Die SV Elversberg startete mit zwei Unentschieden in die neue Saison der 2. Fußball-Bundesliga. Horst Steffen ist aber dennoch zufrieden.

„Meine Mannschaft braucht noch ein bisschen Zeit“, sagte Cheftrainer Horst Steffen bei den Kollegen des Kicker und strahlt damit die Ruhe aus, die es nach zwei sieglosen Partien zum Auftakt gegen Magdeburg und Köln bei der SVE auch geben darf. Zumal gegen die Kölner sogar ein Rückstand gedreht wurde: „Gegen Köln einen Rückstand zu drehen, das ist schon aller Ehren wert“, sagte Horst Steffen. Mit einem Punkt gegen einen der Topfavoriten der Liga könne die SVE glücklich sein. Steffen sieht seine Mannschaft noch lange nicht am Maximum angekommen. „Wir hatten in beiden Spielen Phasen, in denen es ganz ordentlich lief und Phasen, in denen es nicht so lief, wie ich es mir wünsche. Das hat sicherlich damit zu tun, dass der ein oder andere noch nicht im Vollbesitz seiner Kräfte ist“, sagte der Coach auf der Pressekonferenz nach dem Spiel. Er stellte auch noch weitere Neuzugänge in Aussicht und bat um Geduld: „Es braucht noch ein bisschen Zeit, bis die Abläufe klar und wir eingespielt sind.“ Bis dahin sei er froh über jeden Punkt, den die SVE hole. Jeweils ein Remis gegen Köln und Magdeburg seien eine gute Ausbeute: „Und wir können uns noch weiterentwickeln. Wir haben noch gewaltig Potenzial nach oben.“ Die Leistungsexplosion der zweiten Halbzeit gegen Köln legte das offen: Während in der ersten Halbzeit nur Köln spielte und die SVE auch dank ihres Torhüters Nicolas Kristof noch im Spiel war, so drehte sich das Blatt in der zweiten Halbzeit komplett. Die SVE wirkte spielfreudig, ließ den Kölnern keine Ruhe und spielte nicht nur wegen der Einwechselspieler wie ausgewechselt. Ein Beleg dafür, was diese Mannschaft leisten kann, wenn ein Rädchen in das andere greift. Im nächsten Schritt muss Horst Steffen sich mit seinem Trainerteam nun darum kümmern, diese Leistung über 90 Minuten an den Tag zu legen. Sowohl Neuzugänge als auch mehr gemeinsame Spielzeit sollten dabei helfen. Deshalb kommt auch der DFB-Pokal zur rechten Zeit – um weiter an den Automatismen zu arbeiten.
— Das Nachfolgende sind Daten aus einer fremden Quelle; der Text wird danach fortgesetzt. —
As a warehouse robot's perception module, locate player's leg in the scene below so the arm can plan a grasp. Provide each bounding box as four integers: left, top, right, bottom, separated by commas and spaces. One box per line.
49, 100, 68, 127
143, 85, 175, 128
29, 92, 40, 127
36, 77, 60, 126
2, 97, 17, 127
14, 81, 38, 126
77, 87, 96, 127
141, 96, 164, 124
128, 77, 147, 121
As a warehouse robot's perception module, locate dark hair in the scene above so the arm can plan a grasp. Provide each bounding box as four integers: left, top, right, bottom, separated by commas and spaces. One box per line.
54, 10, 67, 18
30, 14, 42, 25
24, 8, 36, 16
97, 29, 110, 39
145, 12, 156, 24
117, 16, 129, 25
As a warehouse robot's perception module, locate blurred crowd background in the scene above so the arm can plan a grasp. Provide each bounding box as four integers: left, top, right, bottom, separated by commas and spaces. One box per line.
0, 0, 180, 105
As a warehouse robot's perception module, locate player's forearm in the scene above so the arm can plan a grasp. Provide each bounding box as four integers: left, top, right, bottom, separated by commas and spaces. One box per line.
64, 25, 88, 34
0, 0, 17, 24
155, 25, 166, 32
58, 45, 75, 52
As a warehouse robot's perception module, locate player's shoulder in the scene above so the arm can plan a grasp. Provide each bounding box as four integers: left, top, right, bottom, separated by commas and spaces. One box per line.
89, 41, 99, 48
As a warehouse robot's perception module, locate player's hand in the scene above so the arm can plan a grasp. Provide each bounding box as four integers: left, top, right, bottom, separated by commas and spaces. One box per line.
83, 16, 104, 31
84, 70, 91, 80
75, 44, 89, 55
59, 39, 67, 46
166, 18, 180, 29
Als nächstes muss Elversberg nämlich im DFB-Pokal gegen den VfV 06 Hildesheim ran. Dort ist der Zweitligist der klare Favorit: „Dementsprechend ist es eine andere Situation für uns. Wir wollen uns von Woche zu Woche steigern. Wir sind noch nicht am Limit, sodass wir auch in Hildesheim weitere Schritte machen können“, sagte Steffen. Gegen den Oberligisten ist ein Sieg Pflicht. Es wäre das sechste Mal in der Vereinsgeschichte, dass die Saarländer die zweite Runde des DFB-Pokals erreichen. Mit der nötigen Ernsthaftigkeit kann dieses Spiel beides sein: ein weiterer Schritt in Richtung volles Potential und der Schritt in die nächste Runde des Pokals. Beides würden Mannschaft und Trainer gerne sehen – und die Fans sowieso. Nach dem Pokal geht es für die SVE dann in der Liga mit einem Spiel beim Karlsruher SC weiter. Eingespielter und schon einen Schritt näher am Maximum.